Усталый от плавания и самокритики, Лешка выбрался на плот. Он не успел еще ничего придумать и потому спросил:
– А чего этой пани вдруг приспичило? Жили-жили, и вдруг немедленно выметайтесь.
И тут выяснились интересные подробности. Рассказал о них уже сам сын часового мастера. То ли по глупости, то ли из-за обиды на папашу.
– Не надо было Стаськиной матери совать нос в чужие бумаги, – сказал Казик.
– Она не соо-о-вала. Она не… не-грамотная, – возразил Стасик.
– Все равно наделала такой суматохи, что батя стал весь белый, а плешь синяя. Я под дверями сам слышал, как он орал: «Донесет, погибли, к белым медведям загонят!» А мать сказала: «Уедут, так и не донесут. Я им денег дам».
Мать Стася мыла в мансарде окно и случайно нашла завалившуюся за наличник бумажку. Она сразу же отнесла ее пану Августу. Лысина Шпилевского приобрела аквамариновый оттенок.
– Вы… вы умеете читать по-немецки? – почему-то шепотом спросил он квартирантку.
– Я и по-польски-то один класс кончила, – усмехнулась бледными губами мать Стася.
– Врете! – хрипло сказал Шпилевский.
Женщина удивленно и обиженно раскрыла глаза.
– Я, я умею по-немецки, – сунулся изнывавший от любопытства Казик и подскочил к бумаге, которую отец положил на стол.

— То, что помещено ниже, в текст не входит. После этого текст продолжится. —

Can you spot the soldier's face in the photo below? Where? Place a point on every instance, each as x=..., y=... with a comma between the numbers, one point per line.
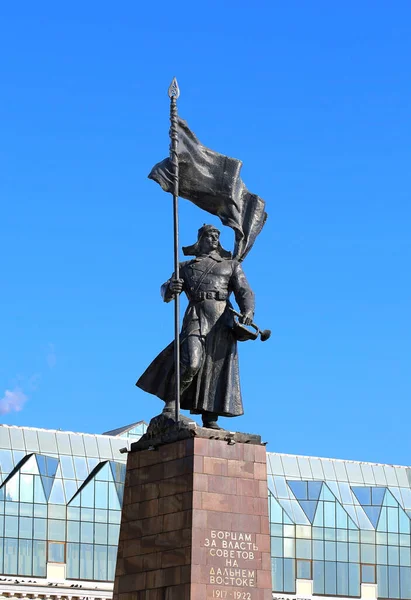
x=209, y=241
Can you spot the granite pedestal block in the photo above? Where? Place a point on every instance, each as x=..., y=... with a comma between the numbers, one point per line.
x=195, y=519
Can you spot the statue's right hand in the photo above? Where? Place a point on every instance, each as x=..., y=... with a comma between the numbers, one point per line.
x=176, y=286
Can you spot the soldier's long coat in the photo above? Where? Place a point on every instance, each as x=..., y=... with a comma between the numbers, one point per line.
x=216, y=387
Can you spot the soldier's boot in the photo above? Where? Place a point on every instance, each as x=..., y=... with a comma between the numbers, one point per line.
x=210, y=420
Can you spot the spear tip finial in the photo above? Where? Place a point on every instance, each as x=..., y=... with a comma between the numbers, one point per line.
x=173, y=90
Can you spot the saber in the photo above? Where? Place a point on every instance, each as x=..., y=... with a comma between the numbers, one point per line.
x=173, y=94
x=265, y=334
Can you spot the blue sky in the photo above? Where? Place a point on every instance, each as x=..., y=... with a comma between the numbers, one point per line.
x=314, y=98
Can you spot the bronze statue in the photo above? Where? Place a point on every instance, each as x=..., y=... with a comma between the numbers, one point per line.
x=207, y=380
x=210, y=383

От полновесной затрещины он галопом пересек всю комнату, ткнулся лбом в подоконник и расквасил нос. Такой оплеухи он не получал за все свои тринадцать лет.
– Будильник пузатый, – непочтительно отозвался Казимир о родном отце, заканчивая рассказ. – До сих пор сморкаться больно.
– А что за бумага, успел разглядеть? – спросил Лешка.
– Ни холеры я не успел. Заметил только немецкую печать с орлом и на ней буквы: GKLJ. Вот в тот день моя матуля и прижала Стаськино семейство. Тыщу рублей им дает на переезд.
У Лешки даже в носу зачесалось от волнения. Значит, пан Шпилевский хочет избавиться от Мигурских из-за какой-то бумаги! Боится, что Стасикова мать прочитала документ! Почему боится? Что это за документ? И что означают четыре буквы на печати?
Пообещав Михасю что-нибудь до утра придумать, Лешка поспешил на свой берег. Но Дмитрий еще не вернулся. Хозяйка сидела под окном на скамеечке и, по обыкновению, тянула из чашки кофе.
– Фелиция Францевна, вы немецкий язык хорошо понимаете? – спросил Лешка и присел на край крылечка.
– Так. Розумем. Тши годы была кельнером в кафе. То есть официанткой.
– В каком кафе?
– На Костельном плаце. Кафе «Адрия», для панов офицеров.
– Для немецких офицеров? – уточнил Лешка.
– Так. Для германских. Кельнерам тшэба было ведать мову.
Лешка почти с испугом посмотрел на Фефе, как он успел мысленно прозвать хозяйку. Выходит, эта белобрысая тетка три года подряд изо дня в день подносила фашистам еду, улыбалась им, как улыбаются все официантки, а сейчас так же улыбается старшему лейтенанту Советской Армии Дмитрию Вершинину и гладит ему брюки. Чудеса! Такие вещи не укладывались в Лешкиной голове.
– А вы не знаете, что означают по-немецки буквы – гэ, ка, эль и ёт?
Лешка щепочкой написал буквы на песке.
Хозяйка с минуту всматривалась в них и вдруг удовлетворенно хмыкнула:
– То я добже вем. Знаю хорошо. Скорочено… сокращенно то есть, будет: управление еврейских концентрационных лагерей.
– А… откуда вы знаете? – недоверчиво спросил Лешка.
– Хо! Такие литеры у нас в кафе стояли на всем: на салфетках, на полотенцах, даже на видэльцах… на вилках то есть. То значило, что их у жидов отобрали… у евреев то есть, – быстро поправилась она и сбоку глянула на Лешку.
Он опустил глаза в землю. Похоже, что дело тут серьезнее, чем квартира Стася. А вообще-то почему они все уперлись в этот проклятый особняк Шпилевских? Будто по-другому нельзя помочь парню. Есть же в городе люди, которые специально занимаются такими делами. В памяти Лешки вдруг всплыла фигура большой девушки в голубом свитере, и вспомнился рассказ брата о ней… Он уговорил Михася идти завтра к Соне Курцевич.
5
Лешка и Михась встретились на Советской площади – бывшей Костельной. Ее с четырех сторон обрамляли острые башни старых католических храмов. В одном из костелов шла служба. Из высоких резных дверей доносились мощные аккорды органа, и в промежутках между ними гудел баритон ксендза, читавшего по-латыни молитвы.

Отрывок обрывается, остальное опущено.